DETAILED DESCRIPTION
[0016] This disclosure relates to computing a representation of a state with
reference to a
previously computed key state and differential information. This may be used
to
efficiently generate a representation of an order book for a financial
instrument at
arbitrary points in time. Such a representation of an order book may not be
identical to
the actual order book at the exchange at the same time, but may be
sufficiently accurate
to facilitate analysis. This may provide for efficient processing and
analyzing of the order
book in real-time or near real-time, while allowing fast random access to any
state of the
order book.
[0017] FIG. 1 shows a computer system 10. The system 10 includes an electronic
exchange system 12, market participant computers 14, analyst computers 16, a
network
18, and a state system 20. The system 10 allows for storing and viewing of
cumulative
market state of a financial instrument in the form of an order book at any
specified time.
[0018] The exchange system 12 includes one or more computers, which may be
termed
servers, that implement the electronic trading of financial instruments, such
as stocks,
bonds, funds, and the like.

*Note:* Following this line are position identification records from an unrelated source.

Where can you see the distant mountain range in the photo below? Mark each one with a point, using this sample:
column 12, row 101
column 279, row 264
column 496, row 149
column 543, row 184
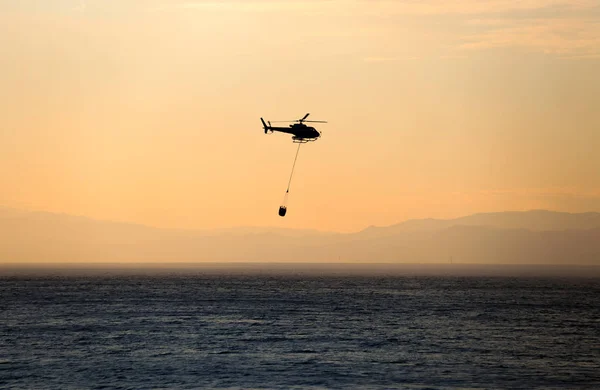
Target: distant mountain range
column 531, row 237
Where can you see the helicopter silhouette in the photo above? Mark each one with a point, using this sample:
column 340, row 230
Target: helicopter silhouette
column 301, row 133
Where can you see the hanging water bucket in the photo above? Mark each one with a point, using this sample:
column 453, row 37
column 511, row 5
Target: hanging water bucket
column 282, row 211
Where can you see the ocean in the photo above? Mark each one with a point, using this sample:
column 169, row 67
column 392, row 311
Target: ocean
column 211, row 331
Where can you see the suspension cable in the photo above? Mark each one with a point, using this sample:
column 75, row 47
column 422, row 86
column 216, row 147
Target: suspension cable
column 293, row 167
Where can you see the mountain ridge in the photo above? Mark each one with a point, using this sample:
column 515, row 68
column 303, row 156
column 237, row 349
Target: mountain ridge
column 536, row 237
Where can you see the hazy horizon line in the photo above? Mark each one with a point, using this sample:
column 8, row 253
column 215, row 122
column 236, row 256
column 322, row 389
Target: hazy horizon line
column 124, row 222
column 300, row 269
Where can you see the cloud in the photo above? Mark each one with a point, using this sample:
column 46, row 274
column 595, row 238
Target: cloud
column 563, row 37
column 471, row 7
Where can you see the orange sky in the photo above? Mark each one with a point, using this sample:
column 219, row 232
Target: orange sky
column 148, row 111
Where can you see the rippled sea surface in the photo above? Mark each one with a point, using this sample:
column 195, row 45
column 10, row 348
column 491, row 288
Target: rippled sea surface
column 302, row 332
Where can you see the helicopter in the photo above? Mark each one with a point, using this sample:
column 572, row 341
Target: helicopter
column 301, row 133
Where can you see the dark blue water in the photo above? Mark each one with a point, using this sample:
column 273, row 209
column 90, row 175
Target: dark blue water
column 284, row 332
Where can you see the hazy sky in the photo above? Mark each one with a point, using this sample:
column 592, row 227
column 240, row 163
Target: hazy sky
column 148, row 110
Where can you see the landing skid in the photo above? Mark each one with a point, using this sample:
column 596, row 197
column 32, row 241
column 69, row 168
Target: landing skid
column 303, row 140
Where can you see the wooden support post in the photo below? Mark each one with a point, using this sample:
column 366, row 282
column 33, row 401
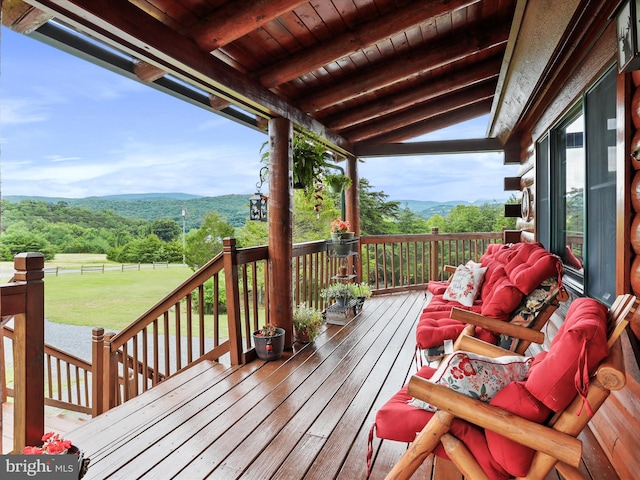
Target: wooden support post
column 352, row 197
column 97, row 371
column 28, row 353
column 352, row 208
column 110, row 393
column 233, row 301
column 281, row 226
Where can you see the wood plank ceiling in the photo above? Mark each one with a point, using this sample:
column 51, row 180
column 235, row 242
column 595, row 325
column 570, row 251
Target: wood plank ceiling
column 356, row 71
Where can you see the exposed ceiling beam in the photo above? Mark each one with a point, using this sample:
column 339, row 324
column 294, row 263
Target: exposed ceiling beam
column 126, row 27
column 421, row 112
column 22, row 17
column 236, row 19
column 473, row 145
column 436, row 123
column 444, row 85
column 365, row 35
column 146, row 72
column 418, row 60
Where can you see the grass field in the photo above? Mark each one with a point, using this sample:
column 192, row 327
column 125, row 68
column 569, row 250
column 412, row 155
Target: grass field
column 112, row 299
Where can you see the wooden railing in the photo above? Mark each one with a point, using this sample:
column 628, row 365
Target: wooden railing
column 401, row 262
column 191, row 325
column 67, row 379
column 23, row 300
column 179, row 331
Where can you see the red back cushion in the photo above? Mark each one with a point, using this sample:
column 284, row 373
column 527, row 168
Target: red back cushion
column 531, row 265
column 512, row 456
column 502, row 298
column 580, row 344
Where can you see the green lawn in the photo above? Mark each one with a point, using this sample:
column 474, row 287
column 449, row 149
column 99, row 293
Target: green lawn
column 112, row 299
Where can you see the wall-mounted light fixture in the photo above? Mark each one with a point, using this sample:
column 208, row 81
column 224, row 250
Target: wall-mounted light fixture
column 626, row 15
column 258, row 201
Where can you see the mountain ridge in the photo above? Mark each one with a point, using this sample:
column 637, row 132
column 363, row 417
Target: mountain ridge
column 233, row 207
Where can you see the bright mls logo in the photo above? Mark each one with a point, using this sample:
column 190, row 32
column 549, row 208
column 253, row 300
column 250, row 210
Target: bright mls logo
column 53, row 467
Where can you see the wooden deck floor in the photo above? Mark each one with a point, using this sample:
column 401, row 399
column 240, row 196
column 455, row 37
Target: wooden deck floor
column 305, row 416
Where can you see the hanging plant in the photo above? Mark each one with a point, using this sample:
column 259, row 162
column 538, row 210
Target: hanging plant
column 309, row 164
column 336, row 183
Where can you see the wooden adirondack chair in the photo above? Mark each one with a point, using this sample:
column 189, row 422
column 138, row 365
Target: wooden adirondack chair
column 522, row 336
column 555, row 443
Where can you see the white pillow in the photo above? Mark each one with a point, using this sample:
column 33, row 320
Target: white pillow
column 477, row 376
column 465, row 284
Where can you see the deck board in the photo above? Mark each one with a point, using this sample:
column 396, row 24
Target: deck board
column 307, row 415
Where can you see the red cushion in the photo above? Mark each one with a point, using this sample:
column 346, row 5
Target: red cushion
column 398, row 421
column 555, row 377
column 502, row 300
column 531, row 265
column 437, row 287
column 512, row 456
column 435, row 327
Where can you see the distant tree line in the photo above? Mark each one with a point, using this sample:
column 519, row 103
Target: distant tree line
column 50, row 228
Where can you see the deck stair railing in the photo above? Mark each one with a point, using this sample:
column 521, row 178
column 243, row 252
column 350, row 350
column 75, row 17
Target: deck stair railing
column 213, row 313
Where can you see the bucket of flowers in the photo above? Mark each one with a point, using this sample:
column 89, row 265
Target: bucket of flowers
column 53, row 444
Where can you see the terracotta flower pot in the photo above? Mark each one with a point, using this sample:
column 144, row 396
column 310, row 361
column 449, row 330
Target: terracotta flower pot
column 269, row 348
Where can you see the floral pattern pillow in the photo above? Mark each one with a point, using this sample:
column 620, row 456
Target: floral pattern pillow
column 477, row 376
column 528, row 309
column 465, row 284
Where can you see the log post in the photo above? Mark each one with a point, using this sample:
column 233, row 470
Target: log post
column 28, row 353
column 233, row 301
column 433, row 257
column 97, row 371
column 110, row 393
column 281, row 226
column 352, row 208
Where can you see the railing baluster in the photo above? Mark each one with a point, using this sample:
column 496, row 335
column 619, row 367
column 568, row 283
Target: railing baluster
column 178, row 338
column 189, row 329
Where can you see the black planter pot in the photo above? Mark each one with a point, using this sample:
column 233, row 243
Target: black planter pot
column 269, row 348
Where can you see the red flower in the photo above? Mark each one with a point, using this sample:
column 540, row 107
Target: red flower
column 53, row 445
column 340, row 226
column 466, row 367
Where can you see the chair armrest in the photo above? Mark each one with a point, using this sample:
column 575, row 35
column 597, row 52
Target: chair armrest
column 467, row 343
column 497, row 326
column 611, row 372
column 559, row 445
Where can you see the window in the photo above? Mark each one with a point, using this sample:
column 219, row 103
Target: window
column 577, row 171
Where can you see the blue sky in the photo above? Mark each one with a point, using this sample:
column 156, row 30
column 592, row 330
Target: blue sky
column 71, row 129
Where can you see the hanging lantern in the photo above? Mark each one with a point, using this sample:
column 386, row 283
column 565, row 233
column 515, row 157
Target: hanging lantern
column 258, row 207
column 258, row 201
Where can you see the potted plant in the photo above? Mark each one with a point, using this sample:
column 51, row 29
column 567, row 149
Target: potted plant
column 360, row 291
column 306, row 323
column 337, row 182
column 269, row 342
column 53, row 444
column 340, row 292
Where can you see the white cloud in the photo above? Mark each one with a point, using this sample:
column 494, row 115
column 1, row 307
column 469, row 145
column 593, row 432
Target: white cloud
column 81, row 130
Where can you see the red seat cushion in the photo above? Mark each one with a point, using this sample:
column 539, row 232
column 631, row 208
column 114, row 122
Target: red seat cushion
column 512, row 456
column 398, row 421
column 435, row 327
column 556, row 376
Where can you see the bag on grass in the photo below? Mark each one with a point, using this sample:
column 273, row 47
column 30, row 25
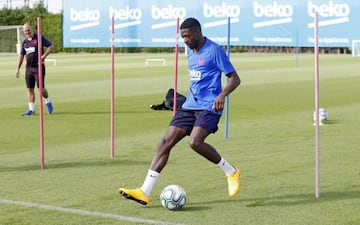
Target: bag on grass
column 168, row 103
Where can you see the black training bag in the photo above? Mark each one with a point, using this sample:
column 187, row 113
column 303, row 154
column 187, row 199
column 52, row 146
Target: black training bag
column 168, row 103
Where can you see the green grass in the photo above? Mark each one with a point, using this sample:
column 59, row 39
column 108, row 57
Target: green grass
column 271, row 140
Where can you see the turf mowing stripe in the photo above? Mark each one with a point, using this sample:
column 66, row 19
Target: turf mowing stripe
column 84, row 212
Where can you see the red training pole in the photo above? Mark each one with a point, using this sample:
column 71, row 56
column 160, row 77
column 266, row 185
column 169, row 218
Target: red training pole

The exchange system 12 may be termed an electronic
stock
exchange, an electronic exchange, a stock market, an electronic market, or
similar.
[0019] The market participant computers 14, which may include any number of
servers,
terminals, and client computers, are operated by market participants, such as
traders,
dealers, and similar. The market participant computers 14 initiate trades with
the
exchange system 12 by sending orders to the exchange system 12.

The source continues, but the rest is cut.